Anak itu masih bertanya polos, "Tempat itu sejauh apa, lebih jauh dari Provinsi Zhan?"

Provinsi Zhan adalah sebuah wilayah di selatan padang rumput. Bagi anak yang baru berusia lima tahun, Zhan sudah seperti tempat terjauh di bumi, karena ibunya pernah berkata, berjalan ke sana butuh waktu sebulan.

Ibunya hanya tersenyum dan menggeleng, "Tempat itu jauh lebih jauh dari Zhan. Harus melewati banyak gunung dan menyeberangi banyak sungai untuk sampai ke sana."

"Ah, sejauh itu?" Anak itu terkejut, mulutnya menganga.

Mungkin karena gemas, perempuan itu mencubit pipi buah hatinya, rona merah tipis muncul di wajah pucatnya, matanya berbinar mengenang masa lalu, suaranya penuh kerinduan, "Itu tempat yang sangat indah; gunung dan sungai memesona, rakyat hidup damai dari pagi hingga senja, ada pakaian indah, dan banyak makanan lezat."

"Ibu, makanan apa saja yang enak?"

Begitu mendengar kata makanan, mata anak itu langsung berbinar. Ibunya sudah sering bercerita, tapi tiap kali ia tetap ingin bertanya, sebab otaknya yang kecil tak sanggup membayangkan seperti apa makanan enak yang digambarkan ibunya.
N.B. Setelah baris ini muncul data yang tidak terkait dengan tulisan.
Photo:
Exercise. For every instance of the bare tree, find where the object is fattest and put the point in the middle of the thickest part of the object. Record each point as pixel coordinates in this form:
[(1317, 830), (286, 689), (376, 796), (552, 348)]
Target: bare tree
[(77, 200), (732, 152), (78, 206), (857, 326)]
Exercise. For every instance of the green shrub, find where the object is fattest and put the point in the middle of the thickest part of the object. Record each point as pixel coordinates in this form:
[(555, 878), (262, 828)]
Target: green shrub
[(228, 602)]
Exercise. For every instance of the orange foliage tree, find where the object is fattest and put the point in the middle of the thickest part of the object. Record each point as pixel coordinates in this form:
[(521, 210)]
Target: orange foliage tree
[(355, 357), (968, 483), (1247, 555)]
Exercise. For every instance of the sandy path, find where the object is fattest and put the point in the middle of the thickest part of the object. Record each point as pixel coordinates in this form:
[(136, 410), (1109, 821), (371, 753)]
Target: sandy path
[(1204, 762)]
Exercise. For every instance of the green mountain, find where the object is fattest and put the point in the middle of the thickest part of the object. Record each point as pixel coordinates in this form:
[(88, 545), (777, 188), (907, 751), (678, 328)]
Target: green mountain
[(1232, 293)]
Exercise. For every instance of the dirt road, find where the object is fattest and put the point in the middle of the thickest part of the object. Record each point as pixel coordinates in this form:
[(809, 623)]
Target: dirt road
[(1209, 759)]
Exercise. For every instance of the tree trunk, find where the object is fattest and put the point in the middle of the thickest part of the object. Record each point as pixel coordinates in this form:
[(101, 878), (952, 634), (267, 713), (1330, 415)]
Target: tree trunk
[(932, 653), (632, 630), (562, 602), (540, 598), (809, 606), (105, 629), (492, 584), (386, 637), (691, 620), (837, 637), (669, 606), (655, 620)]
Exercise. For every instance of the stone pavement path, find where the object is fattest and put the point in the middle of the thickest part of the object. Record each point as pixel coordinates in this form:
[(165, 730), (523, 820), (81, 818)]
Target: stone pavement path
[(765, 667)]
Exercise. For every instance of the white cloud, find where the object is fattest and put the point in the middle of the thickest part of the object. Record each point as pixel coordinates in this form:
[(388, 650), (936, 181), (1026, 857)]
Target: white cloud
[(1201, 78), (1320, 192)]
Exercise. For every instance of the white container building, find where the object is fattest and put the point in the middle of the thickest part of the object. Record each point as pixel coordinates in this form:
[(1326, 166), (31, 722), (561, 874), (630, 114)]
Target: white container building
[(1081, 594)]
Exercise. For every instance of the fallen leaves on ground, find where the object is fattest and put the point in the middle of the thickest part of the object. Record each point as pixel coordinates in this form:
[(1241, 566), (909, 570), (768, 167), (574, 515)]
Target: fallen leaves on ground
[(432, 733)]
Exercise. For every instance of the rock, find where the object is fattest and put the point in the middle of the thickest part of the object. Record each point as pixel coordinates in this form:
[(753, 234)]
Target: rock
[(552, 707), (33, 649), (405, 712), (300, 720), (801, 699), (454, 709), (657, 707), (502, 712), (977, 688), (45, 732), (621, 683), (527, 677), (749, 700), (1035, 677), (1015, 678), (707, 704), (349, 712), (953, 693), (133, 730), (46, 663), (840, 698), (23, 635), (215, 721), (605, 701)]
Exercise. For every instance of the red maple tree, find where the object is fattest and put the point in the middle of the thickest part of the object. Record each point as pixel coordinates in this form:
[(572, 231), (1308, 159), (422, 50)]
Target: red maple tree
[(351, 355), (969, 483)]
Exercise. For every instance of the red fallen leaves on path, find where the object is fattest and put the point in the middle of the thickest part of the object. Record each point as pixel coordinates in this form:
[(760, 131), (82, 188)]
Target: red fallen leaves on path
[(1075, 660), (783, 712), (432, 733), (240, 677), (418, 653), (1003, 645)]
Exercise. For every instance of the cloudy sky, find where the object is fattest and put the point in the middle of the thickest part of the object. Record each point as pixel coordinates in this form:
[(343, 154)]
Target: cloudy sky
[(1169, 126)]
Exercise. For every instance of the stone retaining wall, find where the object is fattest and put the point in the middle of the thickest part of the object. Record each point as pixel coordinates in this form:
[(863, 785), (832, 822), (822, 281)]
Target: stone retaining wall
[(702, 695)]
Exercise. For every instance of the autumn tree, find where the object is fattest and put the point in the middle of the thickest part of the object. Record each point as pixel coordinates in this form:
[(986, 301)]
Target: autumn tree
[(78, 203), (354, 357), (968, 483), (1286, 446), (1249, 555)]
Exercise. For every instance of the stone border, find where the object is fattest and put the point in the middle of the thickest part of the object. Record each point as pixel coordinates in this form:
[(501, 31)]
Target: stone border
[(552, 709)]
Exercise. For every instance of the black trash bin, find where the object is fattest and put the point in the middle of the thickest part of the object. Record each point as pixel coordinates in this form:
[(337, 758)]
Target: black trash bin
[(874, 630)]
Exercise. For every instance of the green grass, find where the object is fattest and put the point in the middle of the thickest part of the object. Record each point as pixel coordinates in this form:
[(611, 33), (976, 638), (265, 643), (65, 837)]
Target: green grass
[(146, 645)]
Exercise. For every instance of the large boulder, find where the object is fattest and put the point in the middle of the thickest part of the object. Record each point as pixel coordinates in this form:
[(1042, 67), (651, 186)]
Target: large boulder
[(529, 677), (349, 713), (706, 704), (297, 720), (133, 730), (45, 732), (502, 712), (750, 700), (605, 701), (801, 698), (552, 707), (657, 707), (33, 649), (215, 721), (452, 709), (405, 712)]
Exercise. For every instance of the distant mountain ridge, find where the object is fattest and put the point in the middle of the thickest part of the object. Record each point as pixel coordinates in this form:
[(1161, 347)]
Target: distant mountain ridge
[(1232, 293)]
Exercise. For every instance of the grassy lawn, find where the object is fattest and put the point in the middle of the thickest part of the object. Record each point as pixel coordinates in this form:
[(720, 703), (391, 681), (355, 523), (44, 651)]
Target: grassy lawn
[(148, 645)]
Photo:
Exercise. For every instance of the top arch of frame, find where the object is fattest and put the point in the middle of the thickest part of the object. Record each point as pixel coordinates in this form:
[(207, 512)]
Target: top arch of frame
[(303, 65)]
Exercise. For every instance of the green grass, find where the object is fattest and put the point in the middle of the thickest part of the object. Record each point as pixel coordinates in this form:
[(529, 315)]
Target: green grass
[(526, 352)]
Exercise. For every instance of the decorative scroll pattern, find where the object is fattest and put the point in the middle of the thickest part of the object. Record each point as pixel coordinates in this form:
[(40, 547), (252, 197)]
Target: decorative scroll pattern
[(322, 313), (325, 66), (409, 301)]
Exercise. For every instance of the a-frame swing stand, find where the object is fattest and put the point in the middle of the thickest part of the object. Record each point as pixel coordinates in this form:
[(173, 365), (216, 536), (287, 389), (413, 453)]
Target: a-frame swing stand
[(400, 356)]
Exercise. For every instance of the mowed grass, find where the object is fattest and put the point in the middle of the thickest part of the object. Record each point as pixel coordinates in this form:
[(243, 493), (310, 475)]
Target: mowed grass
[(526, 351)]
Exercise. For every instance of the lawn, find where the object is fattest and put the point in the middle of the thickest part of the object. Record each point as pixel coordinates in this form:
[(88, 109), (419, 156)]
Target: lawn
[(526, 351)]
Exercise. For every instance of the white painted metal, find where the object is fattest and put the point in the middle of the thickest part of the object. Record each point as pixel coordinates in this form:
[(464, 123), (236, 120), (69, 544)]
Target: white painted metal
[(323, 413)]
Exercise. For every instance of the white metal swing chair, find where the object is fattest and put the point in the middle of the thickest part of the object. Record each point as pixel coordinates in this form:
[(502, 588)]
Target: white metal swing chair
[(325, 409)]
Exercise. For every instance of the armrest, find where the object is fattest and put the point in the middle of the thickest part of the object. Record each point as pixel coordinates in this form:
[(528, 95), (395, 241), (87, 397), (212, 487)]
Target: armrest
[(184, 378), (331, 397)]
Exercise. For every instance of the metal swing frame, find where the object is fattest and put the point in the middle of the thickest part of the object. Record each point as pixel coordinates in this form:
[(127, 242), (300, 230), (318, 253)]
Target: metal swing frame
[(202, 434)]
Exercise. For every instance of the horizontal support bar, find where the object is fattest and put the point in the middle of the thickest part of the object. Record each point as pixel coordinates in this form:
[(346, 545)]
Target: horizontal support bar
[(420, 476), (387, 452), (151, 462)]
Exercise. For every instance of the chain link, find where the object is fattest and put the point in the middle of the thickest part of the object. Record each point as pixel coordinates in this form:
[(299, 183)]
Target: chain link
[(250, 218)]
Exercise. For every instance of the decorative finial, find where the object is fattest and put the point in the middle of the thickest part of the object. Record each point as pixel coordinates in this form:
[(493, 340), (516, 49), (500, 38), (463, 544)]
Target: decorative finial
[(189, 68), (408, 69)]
Seingatnya, ibunya memang lemah. Bahkan untuk mencangkul kebun kecil berukuran sepuluh langkah saja, harus berhenti beberapa kali dan butuh setengah hari. Ibunya pernah bercerita banyak tentang makanan Tiongkok, namun ia hanya bisa makan kue bulan buatan ibunya sendiri pada tanggal lima belas bulan delapan setiap tahun.

Tapi walau hanya sepotong, ia akan membaginya menjadi beberapa bagian, makan sedikit-sedikit hingga empat atau lima hari baru habis.

Kini kesehatan ibunya semakin menurun. Ia pun tak lagi bermimpi makan kue bulan, harapan terbesarnya hanya agar ibunya sehat kembali. Namun langit tak selalu berpihak. Ibunya tak sempat menunggu hingga ulang tahunnya yang keenam.

Hari-hari itu, banyak orang keluar masuk rumah. Ada serdadu bersenjata, tabib membawa kotak obat, bahkan datang seorang pria berwajah agung dan berpakaian mewah, yang samar-samar ia dengar orang menyebutnya sebagai Khan Agung.

Meski masih kecil, Park Wen tahu, pria di hadapannya itu pasti Khan Agung dari Utara, sebab ibunya pernah berkata, ayahnya meninggal demi pria itu.